CHP bir an önce AK Parti’nin “Parti devleti” kurduğu iddialarından vaz geçerek ya AK Parti’nin farklı bir versiyonu olduğunu itiraf etmeli ya da Belediye kontrolündeki kamu binalarını partisinin inisiyatifine ve çalışmasına açtığı için kamuoyundan özür dilemelidir.
Parti Devleti Neden ve Nasıl?
Demokratikleşmenin sancılı olduğu ülkelerde karşımıza çıkan devlet-parti çekişmesi, sonuçları itibariyle demokrasinin kurumsallaşmasına her zaman kaybettirmiştir. Devletin partilerle ya da partilerin devletle çekişmesinin olası olumsuz etkilerini ortadan kaldırmak için zaman zaman ya ciddi tedbirler alınır ya da devlet ile çekişme halindeki partiler arasında bir uzlaşı gerçekleştirilir. Örneğin partilerin temel ilkelerinin anayasaya eklenmesi, parti genel başkanlarının Cumhurbaşkanı, genel başkan vekillerinin başbakan, genel sekreterinin İçişleri Bakanı veya Valilerin parti il başkanı yapılması, memurların parti üyesi olabilmesi gibi. Aslında bu tedbirler bir yerde tek parti iktidarının muhalif partilerce denetlenememesinden dolayı ortaya çıkabilecek rüşvet, yolsuzluk, adam kayırma gibi gayrikanuni ve gayriahlaki uygulamalarında ortaya çıkmasını engellemeye dönük olduğunu da unutmamak gerekir. Ne de olsa idareciler devlet kadrosunda yer alabilirse müfettişler tarafından da denetlenmesi mümkün hale gelebilirdi. Bu küçük pasaj bile aslında demokrasinin kurumsallaşmaması, ahlak ve maneviyat eksikliğinin yaratabileceği olumsuzluklara karşı alınabilecek ne gibi tedbirlerin olabileceğini göstermeye yetmektedir.

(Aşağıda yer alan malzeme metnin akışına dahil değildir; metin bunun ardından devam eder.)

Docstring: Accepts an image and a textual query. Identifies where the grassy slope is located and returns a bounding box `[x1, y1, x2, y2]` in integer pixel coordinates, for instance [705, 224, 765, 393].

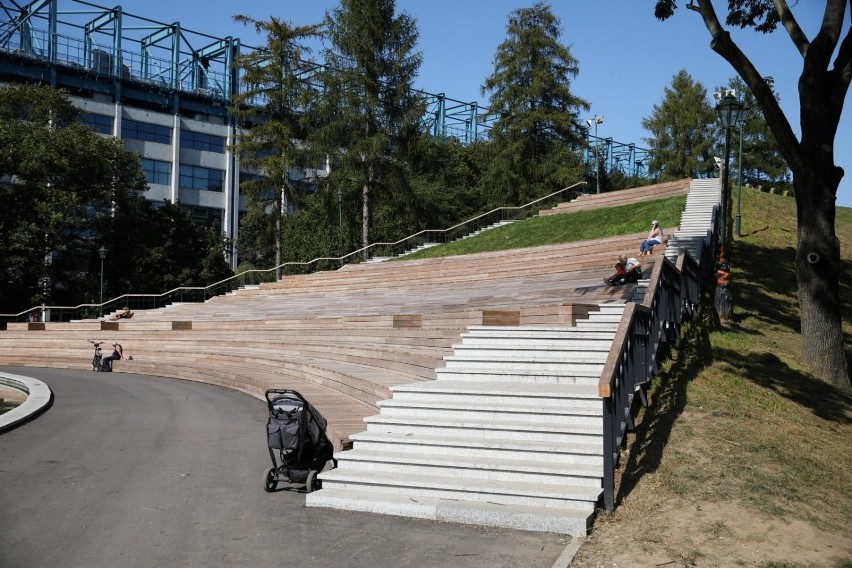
[404, 193, 686, 260]
[408, 190, 852, 567]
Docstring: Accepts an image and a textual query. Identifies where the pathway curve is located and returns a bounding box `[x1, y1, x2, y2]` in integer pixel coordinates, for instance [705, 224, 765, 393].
[0, 368, 568, 568]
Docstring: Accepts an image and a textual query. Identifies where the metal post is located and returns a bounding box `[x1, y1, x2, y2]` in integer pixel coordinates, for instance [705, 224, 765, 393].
[595, 121, 601, 193]
[734, 120, 743, 238]
[98, 246, 107, 318]
[337, 189, 343, 260]
[722, 130, 731, 253]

1936’nın Türkiye’sinde CHP-Devlet ilişkisinde de karşımıza çıkan yukarıdaki benzeri uygulamalar Türkiye’de çok partili yaşama geçişle beraber sona ermişse de AK Parti iktidarı döneminde parti devlet bütünleşmesi farklı bir aks üzerinde yeniden kendini göstermeye başladı. Özellikle de 2016 FETÖ darbe teşebbüsünden sonra AK Parti’nin bir yerde mecbur kaldığı AK Parti-Devlet bütünleşmesi arayışı Türk demokrasisini olumsuz yönde etkilerken güvenlikçi politikaların uygulanmasını da kolaylaştırdığı göreceli olarak ileri sürülebilir.
CHP ve AK Parti Birbirinin Yansıması mı?
Son 10 yılda liberal siyasetçi ve aydınların AK Parti ve CHP’nin birbirinin aynısı olduğunu ileri sürmesi aslında tam da bu noktadan kaynaklanmaktadır.
CHP her ne kadar AK Parti’yi “devlet partisi” veya “parti devleti” ilan ederek onu eleştirse de aslında CHP’nin kendi geçmişi ve şu anda bazı yerel yönetimlerinde yaptığı bazı uygulamalar kendisinin de benzer bir yöntemi benimsediğini göstermektedir. Cumhurbaşkanının tüm milleti temsil ettiğini belirterek Cumhurbaşkanının partili olmasını haklı olarak eleştiren CHP’nin düşük kademedeki idarecilerinin yerel yönetimlerde yaptıkları kendilerinin de aslında partili idareciye ne kadar da yatkın olduğu izlenimini bizlerde uyandırmaktadır.